Chapter 13 Bankruptcy
Chapter 13 bankruptcy (also known as “the wage earner’s plan” or “rehabilitation bankruptcy”) allows you to create a 3 to 5 year repayment plan based on future earnings to pay off all or part of your debts to creditors. Chapter 13 is an ideal form or relief for some of the following situations:
You are on hamster wheel of credit card payments
The most common scenarios I see is ordinary people with unsecured debt which would include mainly credit cards and unsecured loans. They are the following cycle: (1) they get paid and use their paycheck to pay all the bills including the minimums on the credit card payments: (2) after those payments they have no money left in their account; and (3) they then continue to use the cards for everyday items. Under this cycle the credit cards balances go up over time and the interest really adds up. Eventually they hit the wall where the credit cards are maxed out and they can’t afford to live and make the payments. This is is where Chapter 13 comes in because it gets you off that cycle. You’ll pay what you can afford to pay back to your creditors with no worry about interest. Under the Chapter 13 you move back to a cash based system for all your other bills.
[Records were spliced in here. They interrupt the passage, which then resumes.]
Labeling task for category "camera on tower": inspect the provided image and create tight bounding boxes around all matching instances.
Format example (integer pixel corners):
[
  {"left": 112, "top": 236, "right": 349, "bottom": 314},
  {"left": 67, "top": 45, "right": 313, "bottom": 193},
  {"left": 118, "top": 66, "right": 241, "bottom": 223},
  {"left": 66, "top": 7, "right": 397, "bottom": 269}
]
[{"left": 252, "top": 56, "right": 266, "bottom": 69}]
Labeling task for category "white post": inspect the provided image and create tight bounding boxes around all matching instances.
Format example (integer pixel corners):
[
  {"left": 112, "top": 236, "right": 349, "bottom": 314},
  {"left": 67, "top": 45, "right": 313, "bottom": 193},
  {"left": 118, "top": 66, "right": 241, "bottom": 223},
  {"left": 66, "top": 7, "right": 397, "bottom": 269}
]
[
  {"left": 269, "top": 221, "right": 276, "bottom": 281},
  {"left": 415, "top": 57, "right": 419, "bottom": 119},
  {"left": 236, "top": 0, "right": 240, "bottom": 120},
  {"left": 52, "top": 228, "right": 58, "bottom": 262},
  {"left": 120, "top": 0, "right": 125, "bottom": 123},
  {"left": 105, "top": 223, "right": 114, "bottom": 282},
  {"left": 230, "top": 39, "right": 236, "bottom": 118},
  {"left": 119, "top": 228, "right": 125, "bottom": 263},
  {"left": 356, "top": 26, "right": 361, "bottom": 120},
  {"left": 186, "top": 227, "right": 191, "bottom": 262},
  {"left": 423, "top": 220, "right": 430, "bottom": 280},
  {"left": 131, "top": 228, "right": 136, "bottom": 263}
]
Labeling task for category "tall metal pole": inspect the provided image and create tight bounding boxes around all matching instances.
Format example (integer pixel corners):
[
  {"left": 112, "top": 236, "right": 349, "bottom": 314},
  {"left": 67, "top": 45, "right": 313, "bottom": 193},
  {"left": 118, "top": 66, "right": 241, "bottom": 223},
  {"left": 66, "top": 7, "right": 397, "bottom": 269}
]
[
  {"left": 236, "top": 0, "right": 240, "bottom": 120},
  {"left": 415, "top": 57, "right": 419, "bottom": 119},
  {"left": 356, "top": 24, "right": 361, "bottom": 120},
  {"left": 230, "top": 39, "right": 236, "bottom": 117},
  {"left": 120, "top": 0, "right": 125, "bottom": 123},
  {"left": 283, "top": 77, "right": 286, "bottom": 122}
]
A Chapter 13 filing puts an automatic stay in place. The automatic stay is a bar on all collection activity (including a foreclosure). The Chapter 13 then allows you put together a “plan.” This plan accounts for mortgage arrears. Thus, what you are behind on the mortgage is rolled into a payment over 36 to 60 months.
Stopping Repossession and/or Reducing Your Car Payment
Chapter 13 stops repossession because of the automatic stay. It even goes a step further in Texas. In Texas, the lender cannot sell the car for 10 days after it is taken. So if you file before the 10 day period you can even get the car back and put it into your Bankruptcy Plan.
Chapter 13 allows you to also reduce your car payment in the plan in the following ways: (1) interest rate is reduced (currently the rate it is at about 5.75%; and (2) you can pay what the value of your car is right now vs. what you owe on it. This 2nd part is called a cram down and is only applicable if your car is over 2 1/2 years old from when you purchased it.
Owing the IRS
IRS debt can be discharged in limited situations by a Bankruptcy filing. However, the portion of debt that cannot be discharged is called a priority debt. This debt must be paid back in a Chapter 13 filing. It is generally cheaper to throw your debt into a Chapter 13 plan because you don’t have to pay interest and penalties in the Chapter 13 filing.
If you have a tax lien then you can also “cram down” the value of your lien in the same way as you can cram down your car above.
Who You Hire Does Matter
I would say the attorney you hire matters more in a Chapter 13 vs. a Chapter 7. Chapter 7’s are generally more straightforward than a Chapter 7 due to their not being a Plano involved. Chapter 13’s are more difficult and easier to “mess up” so to speak. There are a lot of moving parts in terms of dealing with the trustee on a plan payment and dealing with individual creditors on issues such as: interest rate, adequate protection, and value of their claim. At Collins & Arnove we routinely see cases from other attorneys who give into the creditors or trustee’s on these issues when they could fight for a better outcome for their client.